Man stelle sich vor, die Kanzlerin lässt ihr Nein zu den Eurobonds fallen und der Bundespräsident fährt ihr in die Parade. In der Sache ändert das zwar nichts, denn der höchste Würdenträger der Republik, manchmal wegen seines fehlenden politischen Gewichts despektierlich als „Grüßonkel“ tituliert, hat die Aufgabe, den Staat zu repräsentieren und sich ansonsten aus dem politischen Tagesgeschäft herauszuhalten.

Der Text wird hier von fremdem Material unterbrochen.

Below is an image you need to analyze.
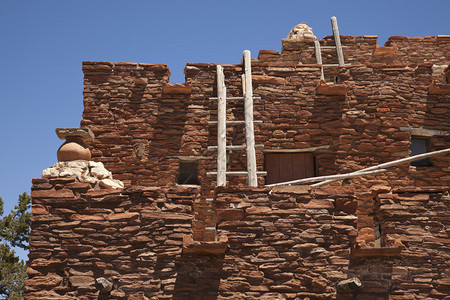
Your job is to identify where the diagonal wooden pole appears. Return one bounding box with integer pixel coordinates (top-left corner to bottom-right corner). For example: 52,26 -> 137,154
216,65 -> 227,186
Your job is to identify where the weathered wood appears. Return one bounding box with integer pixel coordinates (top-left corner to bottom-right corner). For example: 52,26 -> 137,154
314,40 -> 325,80
266,169 -> 387,187
206,171 -> 267,176
244,50 -> 258,187
263,145 -> 330,153
208,120 -> 262,125
209,97 -> 261,101
207,145 -> 264,151
311,148 -> 450,187
331,16 -> 344,66
217,65 -> 227,186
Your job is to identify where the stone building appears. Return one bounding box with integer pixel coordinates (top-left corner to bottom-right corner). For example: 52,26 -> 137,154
24,19 -> 450,299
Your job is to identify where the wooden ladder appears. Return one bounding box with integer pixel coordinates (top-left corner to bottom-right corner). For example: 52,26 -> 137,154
207,50 -> 267,187
310,16 -> 347,83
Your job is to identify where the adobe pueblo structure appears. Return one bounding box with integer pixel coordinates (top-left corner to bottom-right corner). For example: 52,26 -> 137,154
24,19 -> 450,299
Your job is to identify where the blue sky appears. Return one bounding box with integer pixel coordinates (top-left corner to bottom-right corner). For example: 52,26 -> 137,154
0,0 -> 450,258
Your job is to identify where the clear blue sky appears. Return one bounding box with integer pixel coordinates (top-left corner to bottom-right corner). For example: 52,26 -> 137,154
0,0 -> 450,258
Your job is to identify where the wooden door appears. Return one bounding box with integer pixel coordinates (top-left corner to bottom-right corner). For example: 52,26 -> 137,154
264,153 -> 315,184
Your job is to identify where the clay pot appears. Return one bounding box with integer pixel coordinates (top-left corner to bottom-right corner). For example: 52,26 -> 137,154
56,137 -> 91,161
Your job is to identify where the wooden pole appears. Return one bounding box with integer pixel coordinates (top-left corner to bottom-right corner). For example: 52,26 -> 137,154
217,65 -> 227,186
331,16 -> 344,66
244,50 -> 258,187
266,169 -> 387,187
314,40 -> 325,80
311,148 -> 450,187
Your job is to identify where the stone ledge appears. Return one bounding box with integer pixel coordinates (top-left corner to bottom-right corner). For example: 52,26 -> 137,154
163,83 -> 192,95
316,80 -> 348,96
428,80 -> 450,95
183,235 -> 228,254
350,246 -> 403,257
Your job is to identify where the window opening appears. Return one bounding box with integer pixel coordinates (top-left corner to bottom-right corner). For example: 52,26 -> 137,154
177,161 -> 199,184
410,137 -> 431,166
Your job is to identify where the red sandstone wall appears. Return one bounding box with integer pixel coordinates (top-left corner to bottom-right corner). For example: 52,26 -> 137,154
25,177 -> 450,299
25,32 -> 450,299
81,36 -> 450,195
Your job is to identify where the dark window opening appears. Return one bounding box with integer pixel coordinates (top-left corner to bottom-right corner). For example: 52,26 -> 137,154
410,137 -> 431,167
264,153 -> 316,184
373,224 -> 384,247
177,161 -> 199,184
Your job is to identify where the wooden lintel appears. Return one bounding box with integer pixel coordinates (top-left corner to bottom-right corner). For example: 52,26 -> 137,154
372,45 -> 397,56
350,246 -> 403,257
428,80 -> 450,95
183,235 -> 228,255
163,83 -> 192,94
316,80 -> 348,96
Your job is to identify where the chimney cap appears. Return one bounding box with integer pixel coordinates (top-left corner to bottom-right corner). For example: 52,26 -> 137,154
55,127 -> 94,141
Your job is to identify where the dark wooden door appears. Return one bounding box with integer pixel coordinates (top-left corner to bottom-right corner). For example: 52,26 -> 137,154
264,153 -> 315,184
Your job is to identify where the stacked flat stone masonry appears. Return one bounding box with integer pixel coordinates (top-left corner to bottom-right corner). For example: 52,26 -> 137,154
25,28 -> 450,300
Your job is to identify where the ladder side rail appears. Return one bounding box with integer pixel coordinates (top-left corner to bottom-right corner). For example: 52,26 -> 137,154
331,16 -> 344,66
314,40 -> 325,80
244,50 -> 258,187
216,65 -> 227,186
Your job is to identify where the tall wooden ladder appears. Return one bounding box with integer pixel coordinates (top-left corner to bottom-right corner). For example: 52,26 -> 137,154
311,16 -> 347,83
207,50 -> 267,187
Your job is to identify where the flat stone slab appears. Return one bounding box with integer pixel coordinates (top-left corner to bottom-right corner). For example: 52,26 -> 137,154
55,127 -> 95,141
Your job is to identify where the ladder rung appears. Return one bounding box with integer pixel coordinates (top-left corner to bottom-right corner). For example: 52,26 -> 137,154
206,171 -> 267,176
208,145 -> 264,151
322,64 -> 351,67
208,120 -> 262,125
209,97 -> 261,100
308,46 -> 348,49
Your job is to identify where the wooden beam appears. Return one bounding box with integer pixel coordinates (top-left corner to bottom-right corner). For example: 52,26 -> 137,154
206,171 -> 267,176
217,65 -> 227,186
331,16 -> 344,66
311,148 -> 450,187
244,50 -> 258,187
314,40 -> 325,80
266,169 -> 387,187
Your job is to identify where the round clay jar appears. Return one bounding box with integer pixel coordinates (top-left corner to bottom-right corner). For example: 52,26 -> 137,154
57,137 -> 91,161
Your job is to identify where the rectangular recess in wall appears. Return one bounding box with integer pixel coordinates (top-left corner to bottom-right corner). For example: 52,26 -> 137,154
177,160 -> 199,184
264,153 -> 316,184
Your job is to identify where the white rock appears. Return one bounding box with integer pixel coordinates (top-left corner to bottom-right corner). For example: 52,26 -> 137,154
42,167 -> 59,178
89,161 -> 105,168
77,175 -> 98,184
91,166 -> 112,179
100,179 -> 124,189
65,160 -> 89,169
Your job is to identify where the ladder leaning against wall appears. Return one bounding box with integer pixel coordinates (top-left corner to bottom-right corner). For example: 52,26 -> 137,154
310,16 -> 347,84
207,50 -> 267,187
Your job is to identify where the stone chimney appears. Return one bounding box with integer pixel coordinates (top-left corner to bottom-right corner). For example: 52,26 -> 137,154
287,23 -> 316,40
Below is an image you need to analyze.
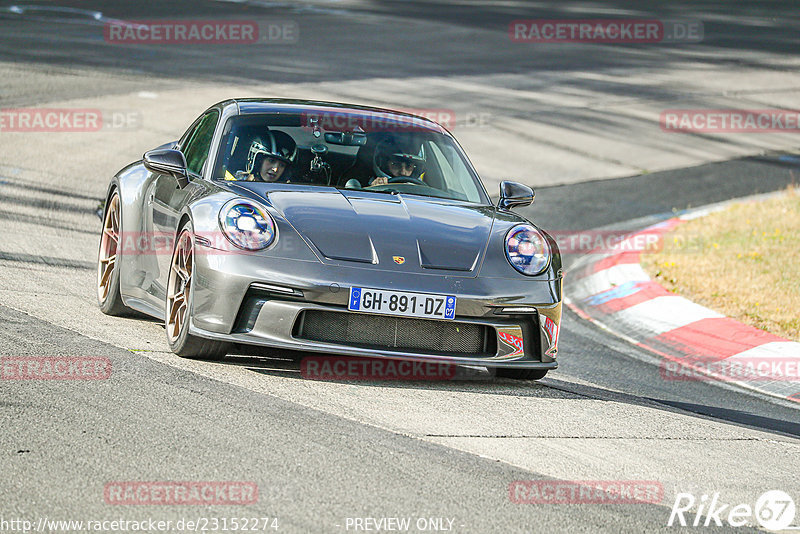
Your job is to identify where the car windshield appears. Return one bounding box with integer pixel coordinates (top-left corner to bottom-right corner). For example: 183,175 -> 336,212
213,111 -> 489,204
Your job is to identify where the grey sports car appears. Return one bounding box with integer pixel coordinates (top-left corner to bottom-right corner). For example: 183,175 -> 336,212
97,99 -> 562,379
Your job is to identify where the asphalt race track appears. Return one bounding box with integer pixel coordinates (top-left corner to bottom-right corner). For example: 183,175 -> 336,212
0,0 -> 800,533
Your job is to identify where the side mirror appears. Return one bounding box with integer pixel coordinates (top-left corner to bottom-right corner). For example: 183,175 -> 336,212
497,181 -> 536,210
144,148 -> 189,189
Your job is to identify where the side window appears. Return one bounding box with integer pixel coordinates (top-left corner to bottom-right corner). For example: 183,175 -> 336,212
181,111 -> 219,174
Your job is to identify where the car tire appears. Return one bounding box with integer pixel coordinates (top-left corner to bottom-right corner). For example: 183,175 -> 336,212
97,189 -> 133,317
495,367 -> 547,380
164,222 -> 230,360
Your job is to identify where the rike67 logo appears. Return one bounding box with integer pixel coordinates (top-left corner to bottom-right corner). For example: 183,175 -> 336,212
667,490 -> 800,531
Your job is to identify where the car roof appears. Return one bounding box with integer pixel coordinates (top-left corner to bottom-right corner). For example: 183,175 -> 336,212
216,98 -> 450,135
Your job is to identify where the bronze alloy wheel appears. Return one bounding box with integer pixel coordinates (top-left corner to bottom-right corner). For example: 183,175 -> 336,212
97,193 -> 120,305
97,191 -> 131,316
166,229 -> 194,344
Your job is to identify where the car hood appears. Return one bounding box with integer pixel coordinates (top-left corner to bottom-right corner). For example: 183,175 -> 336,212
228,183 -> 495,276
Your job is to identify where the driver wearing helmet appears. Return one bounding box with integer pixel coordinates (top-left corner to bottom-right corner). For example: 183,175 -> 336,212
226,130 -> 297,182
369,138 -> 425,186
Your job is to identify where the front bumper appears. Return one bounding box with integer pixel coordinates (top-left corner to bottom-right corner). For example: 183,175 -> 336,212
189,252 -> 561,369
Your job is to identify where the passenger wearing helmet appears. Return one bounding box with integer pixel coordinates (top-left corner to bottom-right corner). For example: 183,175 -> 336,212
369,137 -> 425,186
227,130 -> 297,182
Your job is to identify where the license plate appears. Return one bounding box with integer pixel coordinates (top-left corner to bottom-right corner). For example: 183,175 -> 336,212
347,287 -> 456,319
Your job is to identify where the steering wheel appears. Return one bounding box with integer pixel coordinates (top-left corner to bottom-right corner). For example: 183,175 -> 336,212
389,176 -> 425,185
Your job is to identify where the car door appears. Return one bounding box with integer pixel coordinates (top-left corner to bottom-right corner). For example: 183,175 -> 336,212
147,110 -> 219,301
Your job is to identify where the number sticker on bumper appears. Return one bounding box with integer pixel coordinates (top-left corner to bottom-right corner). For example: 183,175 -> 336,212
347,287 -> 456,319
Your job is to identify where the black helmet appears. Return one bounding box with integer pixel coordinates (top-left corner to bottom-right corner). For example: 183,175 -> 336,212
373,136 -> 425,178
247,130 -> 297,174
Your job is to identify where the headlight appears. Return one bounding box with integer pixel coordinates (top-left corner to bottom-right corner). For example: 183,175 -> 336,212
219,199 -> 277,250
506,224 -> 550,276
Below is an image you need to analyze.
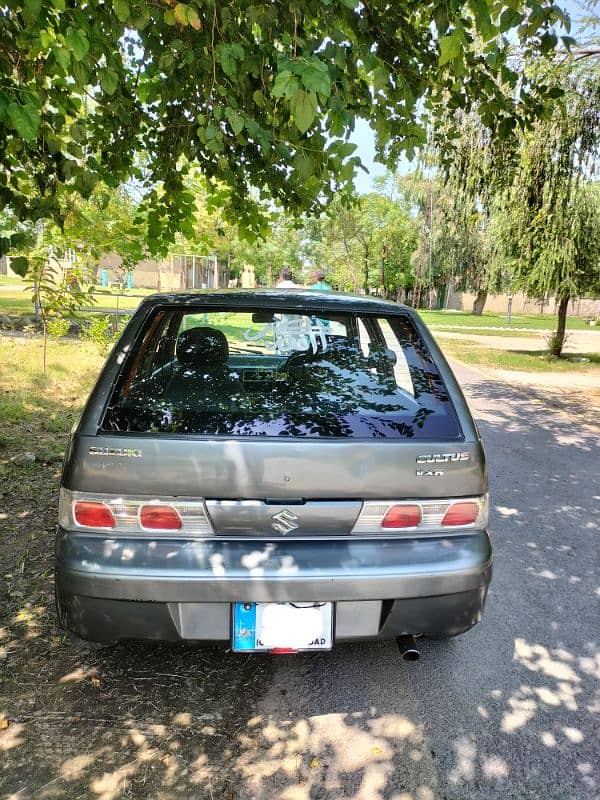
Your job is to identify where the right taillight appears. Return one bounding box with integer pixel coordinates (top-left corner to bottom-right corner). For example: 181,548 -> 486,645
442,503 -> 479,527
381,505 -> 421,529
352,494 -> 488,536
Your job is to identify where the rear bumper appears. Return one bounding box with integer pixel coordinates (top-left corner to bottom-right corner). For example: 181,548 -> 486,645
56,530 -> 492,641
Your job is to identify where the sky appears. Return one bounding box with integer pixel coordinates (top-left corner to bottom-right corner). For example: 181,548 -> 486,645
350,0 -> 600,194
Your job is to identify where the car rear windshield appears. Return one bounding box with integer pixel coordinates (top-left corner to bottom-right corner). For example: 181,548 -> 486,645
102,307 -> 461,439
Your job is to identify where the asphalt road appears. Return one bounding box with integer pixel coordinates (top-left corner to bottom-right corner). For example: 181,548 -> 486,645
0,369 -> 600,800
226,368 -> 600,800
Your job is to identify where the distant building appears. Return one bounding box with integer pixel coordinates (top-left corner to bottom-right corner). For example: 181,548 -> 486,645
97,253 -> 229,292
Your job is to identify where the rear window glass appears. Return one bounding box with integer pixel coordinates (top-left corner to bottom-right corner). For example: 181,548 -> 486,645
102,307 -> 461,439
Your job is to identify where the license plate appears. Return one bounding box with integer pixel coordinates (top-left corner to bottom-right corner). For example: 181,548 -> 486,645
232,603 -> 333,652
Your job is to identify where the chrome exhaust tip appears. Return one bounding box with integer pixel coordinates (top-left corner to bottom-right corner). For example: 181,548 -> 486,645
396,636 -> 421,661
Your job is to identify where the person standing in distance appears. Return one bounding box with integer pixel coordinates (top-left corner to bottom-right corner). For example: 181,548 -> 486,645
275,267 -> 298,289
310,269 -> 331,292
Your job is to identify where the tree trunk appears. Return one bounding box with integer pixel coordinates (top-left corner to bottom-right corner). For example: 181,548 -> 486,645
472,289 -> 487,317
549,295 -> 569,356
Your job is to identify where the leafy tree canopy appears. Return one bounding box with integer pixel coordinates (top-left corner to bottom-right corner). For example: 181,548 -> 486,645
0,0 -> 569,272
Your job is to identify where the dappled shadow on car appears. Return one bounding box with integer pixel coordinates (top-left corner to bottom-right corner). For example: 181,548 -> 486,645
0,370 -> 600,800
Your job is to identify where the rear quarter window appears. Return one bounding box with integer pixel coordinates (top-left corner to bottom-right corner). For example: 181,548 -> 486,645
102,307 -> 461,440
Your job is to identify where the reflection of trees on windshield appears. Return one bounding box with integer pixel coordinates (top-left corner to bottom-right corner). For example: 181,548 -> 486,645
105,310 -> 457,438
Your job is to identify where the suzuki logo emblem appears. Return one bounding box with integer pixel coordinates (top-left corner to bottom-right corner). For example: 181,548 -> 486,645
271,508 -> 300,534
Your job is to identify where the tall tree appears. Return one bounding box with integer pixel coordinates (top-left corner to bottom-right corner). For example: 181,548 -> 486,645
0,0 -> 568,272
502,64 -> 600,356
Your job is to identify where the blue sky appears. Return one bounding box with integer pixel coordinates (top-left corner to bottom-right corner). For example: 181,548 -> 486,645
350,0 -> 599,194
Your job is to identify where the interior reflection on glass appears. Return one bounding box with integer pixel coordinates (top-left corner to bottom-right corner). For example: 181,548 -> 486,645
103,308 -> 460,439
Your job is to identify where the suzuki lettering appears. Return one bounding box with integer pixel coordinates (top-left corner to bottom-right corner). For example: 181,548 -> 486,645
271,508 -> 300,534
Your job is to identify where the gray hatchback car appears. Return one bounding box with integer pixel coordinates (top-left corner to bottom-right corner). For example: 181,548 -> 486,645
56,290 -> 492,652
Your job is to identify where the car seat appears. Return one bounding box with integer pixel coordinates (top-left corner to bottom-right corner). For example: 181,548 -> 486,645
163,327 -> 244,411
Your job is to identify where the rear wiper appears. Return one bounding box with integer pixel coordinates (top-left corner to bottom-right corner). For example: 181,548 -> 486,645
229,345 -> 265,356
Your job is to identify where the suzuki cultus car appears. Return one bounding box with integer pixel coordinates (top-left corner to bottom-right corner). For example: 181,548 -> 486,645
56,290 -> 492,652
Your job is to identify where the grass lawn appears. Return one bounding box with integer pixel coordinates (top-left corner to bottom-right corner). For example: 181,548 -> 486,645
440,339 -> 600,374
419,311 -> 590,335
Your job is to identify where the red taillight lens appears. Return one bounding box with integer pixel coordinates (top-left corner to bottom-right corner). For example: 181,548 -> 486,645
442,503 -> 479,525
381,506 -> 421,528
140,506 -> 181,531
73,501 -> 115,528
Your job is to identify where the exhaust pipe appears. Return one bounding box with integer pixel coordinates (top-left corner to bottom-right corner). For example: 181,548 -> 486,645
396,636 -> 421,661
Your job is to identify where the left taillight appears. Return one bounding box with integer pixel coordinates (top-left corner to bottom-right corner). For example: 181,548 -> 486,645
58,488 -> 214,538
73,500 -> 115,530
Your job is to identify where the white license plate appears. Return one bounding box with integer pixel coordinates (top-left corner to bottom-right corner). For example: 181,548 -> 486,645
231,603 -> 333,652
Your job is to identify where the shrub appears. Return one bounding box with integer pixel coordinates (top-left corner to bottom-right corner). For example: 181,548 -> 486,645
82,314 -> 119,355
46,317 -> 71,339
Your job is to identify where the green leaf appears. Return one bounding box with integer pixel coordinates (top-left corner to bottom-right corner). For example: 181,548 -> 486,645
23,0 -> 42,23
71,61 -> 90,86
252,89 -> 265,108
52,46 -> 71,72
469,0 -> 496,42
439,31 -> 462,67
69,122 -> 85,142
100,67 -> 119,95
7,102 -> 40,142
225,108 -> 244,136
10,256 -> 29,278
113,0 -> 131,22
292,153 -> 315,180
500,8 -> 525,33
271,69 -> 299,97
187,6 -> 202,31
301,61 -> 331,97
290,89 -> 317,133
173,3 -> 188,25
65,28 -> 90,61
215,44 -> 237,78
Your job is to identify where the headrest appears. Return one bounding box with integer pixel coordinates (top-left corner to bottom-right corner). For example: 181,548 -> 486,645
177,328 -> 229,367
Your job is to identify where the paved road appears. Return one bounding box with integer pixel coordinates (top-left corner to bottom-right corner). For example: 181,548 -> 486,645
225,368 -> 600,800
0,369 -> 600,800
432,327 -> 600,355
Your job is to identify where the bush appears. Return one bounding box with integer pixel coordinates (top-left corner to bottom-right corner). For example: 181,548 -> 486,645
82,314 -> 119,355
46,317 -> 71,339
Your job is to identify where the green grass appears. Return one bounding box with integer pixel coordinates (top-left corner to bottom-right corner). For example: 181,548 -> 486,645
0,276 -> 155,314
442,340 -> 600,374
428,323 -> 548,341
419,311 -> 593,335
0,337 -> 103,466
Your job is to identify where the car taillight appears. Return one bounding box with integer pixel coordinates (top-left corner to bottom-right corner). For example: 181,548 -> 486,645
58,487 -> 215,538
352,494 -> 488,536
442,503 -> 479,527
381,506 -> 421,528
73,501 -> 115,528
140,505 -> 181,531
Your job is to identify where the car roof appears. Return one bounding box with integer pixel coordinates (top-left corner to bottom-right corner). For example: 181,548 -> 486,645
141,289 -> 413,315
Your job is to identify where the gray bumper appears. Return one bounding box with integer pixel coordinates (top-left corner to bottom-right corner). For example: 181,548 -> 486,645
56,530 -> 492,640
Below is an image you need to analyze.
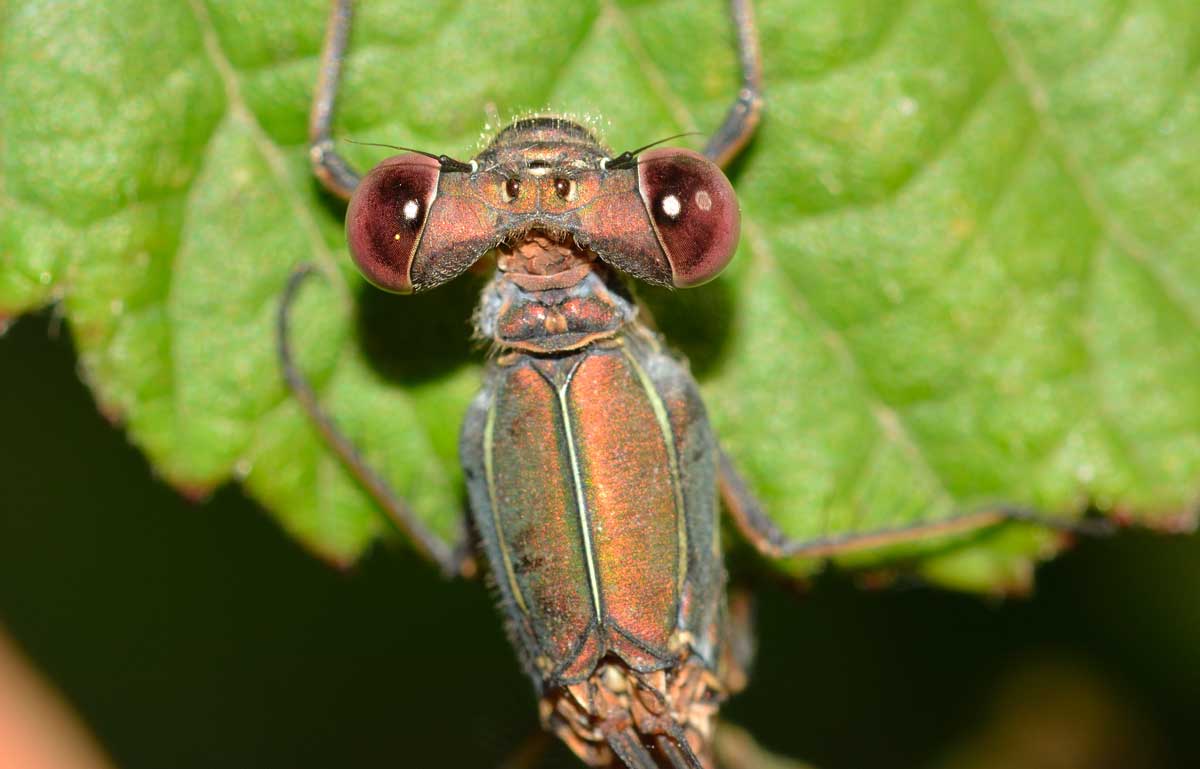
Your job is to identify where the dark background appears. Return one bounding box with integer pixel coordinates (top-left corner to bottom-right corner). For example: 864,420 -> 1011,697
0,314 -> 1200,769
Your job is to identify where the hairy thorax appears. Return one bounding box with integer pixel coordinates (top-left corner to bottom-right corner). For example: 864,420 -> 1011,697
476,230 -> 637,353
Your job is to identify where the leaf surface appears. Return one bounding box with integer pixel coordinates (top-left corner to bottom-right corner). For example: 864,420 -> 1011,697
0,0 -> 1200,589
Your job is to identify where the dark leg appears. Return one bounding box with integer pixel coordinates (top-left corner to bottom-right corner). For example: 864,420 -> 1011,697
605,727 -> 659,769
718,450 -> 1112,558
308,0 -> 359,200
276,264 -> 475,577
704,0 -> 762,168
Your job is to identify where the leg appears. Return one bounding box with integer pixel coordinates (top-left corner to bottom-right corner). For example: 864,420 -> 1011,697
308,0 -> 359,200
704,0 -> 762,168
276,264 -> 475,577
718,450 -> 1112,558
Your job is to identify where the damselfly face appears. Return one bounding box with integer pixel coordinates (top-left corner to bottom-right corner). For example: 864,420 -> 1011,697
346,118 -> 740,294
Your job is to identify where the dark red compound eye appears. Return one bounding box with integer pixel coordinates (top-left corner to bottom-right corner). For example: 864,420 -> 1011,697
346,152 -> 442,294
637,149 -> 742,288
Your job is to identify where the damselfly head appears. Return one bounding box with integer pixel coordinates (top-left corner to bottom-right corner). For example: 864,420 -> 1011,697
346,116 -> 739,293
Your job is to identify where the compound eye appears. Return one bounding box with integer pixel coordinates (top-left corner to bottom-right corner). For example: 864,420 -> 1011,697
637,149 -> 742,288
502,178 -> 521,203
346,152 -> 442,294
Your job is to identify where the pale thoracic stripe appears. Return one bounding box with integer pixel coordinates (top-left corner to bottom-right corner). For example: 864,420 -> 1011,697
484,397 -> 529,614
557,372 -> 604,623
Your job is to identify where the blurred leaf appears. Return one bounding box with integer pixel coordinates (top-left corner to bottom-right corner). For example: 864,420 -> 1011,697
0,0 -> 1200,578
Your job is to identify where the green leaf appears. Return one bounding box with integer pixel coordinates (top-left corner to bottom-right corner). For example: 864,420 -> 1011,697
0,0 -> 1200,589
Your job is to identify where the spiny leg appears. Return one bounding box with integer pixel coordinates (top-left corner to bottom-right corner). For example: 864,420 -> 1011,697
605,727 -> 659,769
704,0 -> 762,168
718,449 -> 1112,558
276,264 -> 475,577
308,0 -> 359,200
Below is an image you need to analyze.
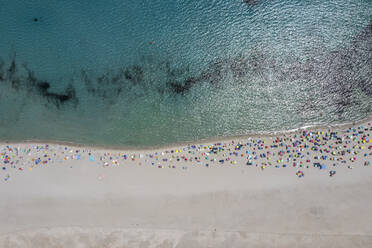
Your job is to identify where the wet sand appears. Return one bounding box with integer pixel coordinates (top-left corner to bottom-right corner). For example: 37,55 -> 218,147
0,121 -> 372,248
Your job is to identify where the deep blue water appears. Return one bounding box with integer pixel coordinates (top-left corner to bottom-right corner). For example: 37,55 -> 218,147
0,0 -> 372,146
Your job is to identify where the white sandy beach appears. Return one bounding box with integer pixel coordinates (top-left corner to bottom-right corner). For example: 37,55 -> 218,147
0,122 -> 372,248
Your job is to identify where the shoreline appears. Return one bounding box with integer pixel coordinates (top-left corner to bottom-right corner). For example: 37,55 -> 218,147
0,115 -> 372,248
0,116 -> 372,152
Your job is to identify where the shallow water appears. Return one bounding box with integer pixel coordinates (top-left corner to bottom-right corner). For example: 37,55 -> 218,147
0,0 -> 372,146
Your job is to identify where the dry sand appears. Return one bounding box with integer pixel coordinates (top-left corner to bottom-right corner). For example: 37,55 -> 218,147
0,122 -> 372,248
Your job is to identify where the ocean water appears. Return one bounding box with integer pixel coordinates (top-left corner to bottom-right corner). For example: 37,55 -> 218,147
0,0 -> 372,147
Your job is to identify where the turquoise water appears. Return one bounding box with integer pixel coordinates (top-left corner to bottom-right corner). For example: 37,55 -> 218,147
0,0 -> 372,146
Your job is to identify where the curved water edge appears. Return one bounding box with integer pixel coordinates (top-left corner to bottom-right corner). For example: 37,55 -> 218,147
0,0 -> 372,148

Dennoch wäre die Signalwirkung verheerend. Vor allem für die Stimmung im Land, denn die Bundesbürger waren schon bei der Einführung des Euro überrumpelt worden und stehen Eurobonds und anderen „Rettungsmaßnahmen“ in der Mehrheit kritisch gegenüber.

Bis April muss allein Italien fast 150 Milliarden Euro an Staatsschulden refinanzieren. Geht dabei etwas schief, wird man schnell handeln müssen. Ein Querulant in den eigenen Reihen wäre das Letzte, was die amtierende Regierung dann gebrauchen kann.

Die (Regierungs)medien werden deshalb jetzt dafür sorgen, dass Christian Wulff bald seinen Hut nimmt. Dabei wird ihnen jedes Mittel recht sein. Es wäre daher ein Wunder, wenn der Bundespräsident das erste Quartal 2012 politisch überlebt...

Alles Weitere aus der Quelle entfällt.